Ultimately the key to surmounting these types of statistical problems is to focus on process rather than outcome as the barometer for soundness of any prediction approach (or any process, for that matter).  Does the methodology applied make sense? Can you explain and understand where the performance is coming from? Is it possible that this method or process can actually impact the probabilities of success? Is the process something significantly difficult to replicate that it’s unlikely that others have already tried it or can easily duplicate it?
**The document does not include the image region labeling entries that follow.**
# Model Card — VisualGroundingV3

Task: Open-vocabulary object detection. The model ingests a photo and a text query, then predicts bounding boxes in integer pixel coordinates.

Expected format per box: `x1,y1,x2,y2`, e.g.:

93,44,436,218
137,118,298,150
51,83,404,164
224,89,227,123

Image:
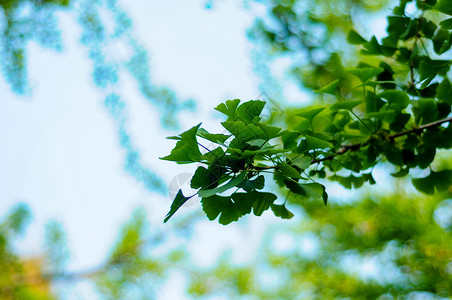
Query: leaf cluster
163,0,452,224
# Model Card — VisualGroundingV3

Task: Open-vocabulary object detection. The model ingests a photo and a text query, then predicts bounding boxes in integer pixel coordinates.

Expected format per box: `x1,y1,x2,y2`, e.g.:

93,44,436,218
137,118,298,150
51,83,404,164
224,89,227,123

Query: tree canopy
162,1,452,225
0,0,452,299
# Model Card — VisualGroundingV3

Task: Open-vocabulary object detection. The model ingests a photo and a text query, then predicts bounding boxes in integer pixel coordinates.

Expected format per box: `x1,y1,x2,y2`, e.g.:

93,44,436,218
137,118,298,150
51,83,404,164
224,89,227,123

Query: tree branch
311,117,452,165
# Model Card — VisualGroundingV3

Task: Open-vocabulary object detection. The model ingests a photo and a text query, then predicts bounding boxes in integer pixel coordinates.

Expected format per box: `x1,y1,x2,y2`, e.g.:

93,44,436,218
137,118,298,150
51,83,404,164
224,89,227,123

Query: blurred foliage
247,0,390,101
0,0,195,194
0,188,452,299
188,189,452,299
0,0,69,94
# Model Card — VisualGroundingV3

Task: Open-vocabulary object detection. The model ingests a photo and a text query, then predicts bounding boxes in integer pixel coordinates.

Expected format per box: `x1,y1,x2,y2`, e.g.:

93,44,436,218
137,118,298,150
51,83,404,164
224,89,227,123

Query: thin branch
311,117,452,165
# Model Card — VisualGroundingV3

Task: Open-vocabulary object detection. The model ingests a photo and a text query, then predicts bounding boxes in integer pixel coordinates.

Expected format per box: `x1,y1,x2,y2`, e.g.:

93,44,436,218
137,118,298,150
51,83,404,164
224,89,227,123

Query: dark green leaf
314,79,339,96
279,163,301,179
190,166,211,189
305,135,333,150
330,100,363,111
270,204,293,219
198,172,246,198
238,175,265,192
160,123,201,164
349,67,384,82
235,100,265,124
412,170,452,195
197,128,230,145
297,107,325,121
215,99,240,118
163,190,191,223
433,0,452,16
439,18,452,30
201,195,243,225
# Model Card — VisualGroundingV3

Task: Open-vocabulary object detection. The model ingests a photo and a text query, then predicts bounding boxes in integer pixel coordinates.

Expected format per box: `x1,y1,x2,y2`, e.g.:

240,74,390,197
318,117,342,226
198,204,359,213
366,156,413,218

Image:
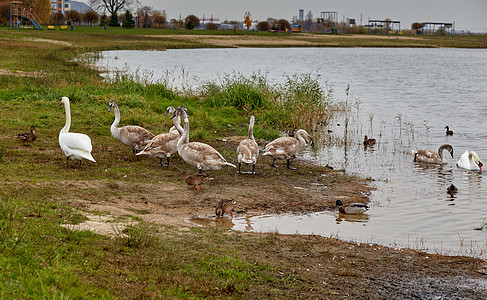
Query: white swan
136,106,183,167
262,129,315,170
457,151,484,171
237,116,259,174
172,105,236,173
108,100,154,154
412,144,453,164
58,97,96,166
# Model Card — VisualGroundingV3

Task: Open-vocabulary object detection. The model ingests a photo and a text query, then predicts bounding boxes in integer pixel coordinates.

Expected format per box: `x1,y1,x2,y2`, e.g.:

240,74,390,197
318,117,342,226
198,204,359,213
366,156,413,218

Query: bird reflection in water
336,213,369,224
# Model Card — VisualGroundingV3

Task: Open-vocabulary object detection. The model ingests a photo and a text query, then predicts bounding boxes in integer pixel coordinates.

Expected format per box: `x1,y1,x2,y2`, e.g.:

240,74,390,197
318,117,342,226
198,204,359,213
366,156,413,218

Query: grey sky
140,0,487,32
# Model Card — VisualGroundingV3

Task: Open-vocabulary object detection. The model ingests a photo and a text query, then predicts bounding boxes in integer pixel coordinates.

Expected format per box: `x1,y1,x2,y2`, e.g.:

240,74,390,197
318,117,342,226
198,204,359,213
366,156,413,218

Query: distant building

Just as many an undeserving career has been made by a lucky streak, many a deserving individual or method has quit or been forced out of an industry for absolutely no fault of their own. Even if you have a method that really does tip probability in your favor, it’s quite possible that a sustained string of tails will convince you that you’re terrible at something and force you to quit.  Again – you have to be honest with yourself, focus on method not outcomes. If the method is sound you should not be too shaken by an early run of bad luck. In the longer term outcomes will always prove out the most legitimate processes.

So I could try to make excuses and explanations of the algorithm’s performance this past week. I could mention that the games that were predicted correctly covered the spread by an average of 12.68 points, while the games that it predicted incorrectly only failed to cover by an average of 5.63 points.  I could point out that 5 of the games the algorithm missed failed to cover by less than 3 points. But none of this changes the fact that last week’s picks were flat out bad.

Overall performance – week: 5 of 15 (33%), season: 19 of 41 (46%):

Performance_OverallPicks_Season_2013_Week_13

SCI greater than 1.0 – week 5 of 12 (42%), season 15 of 30 (50%):

Performance_HighConf1_Season_2013_Week_13

SCI greater than 2.0 – week: 1 of 6 (17%), season: 6 of 15 (40%)

Performance_HighConf2_Season_2013_Week_13

SCI greater than 3.0 – week: None, season: 4 of 6 (67%)

Looking at results like this is so discouraging.  It makes you second guess everything – did I flip some critical sign from positive to negative in the code – should it really have gone 10 of 15?!  Did I make some other error of implementation? Is it all just hopeless?

For all the reasons listed above I’m standing by the process. A world-class statistical approach to predicting sports outcomes has validity, and there’s some edge to be gained. The same tinkering that may have botched last week has been pushed to completion, and backtesting is currently in process.  I’m hoping to have all of this accomplished before this Sunday’s games. I’ve also learned my lesson about projecting before all the injury and weather data is in – this week’s projections will be released no earlier than the Friday updates.

I hope everyone has a great week. Week 13 QB projections analysis should be out tomorrow, and week 14 picks on Saturday.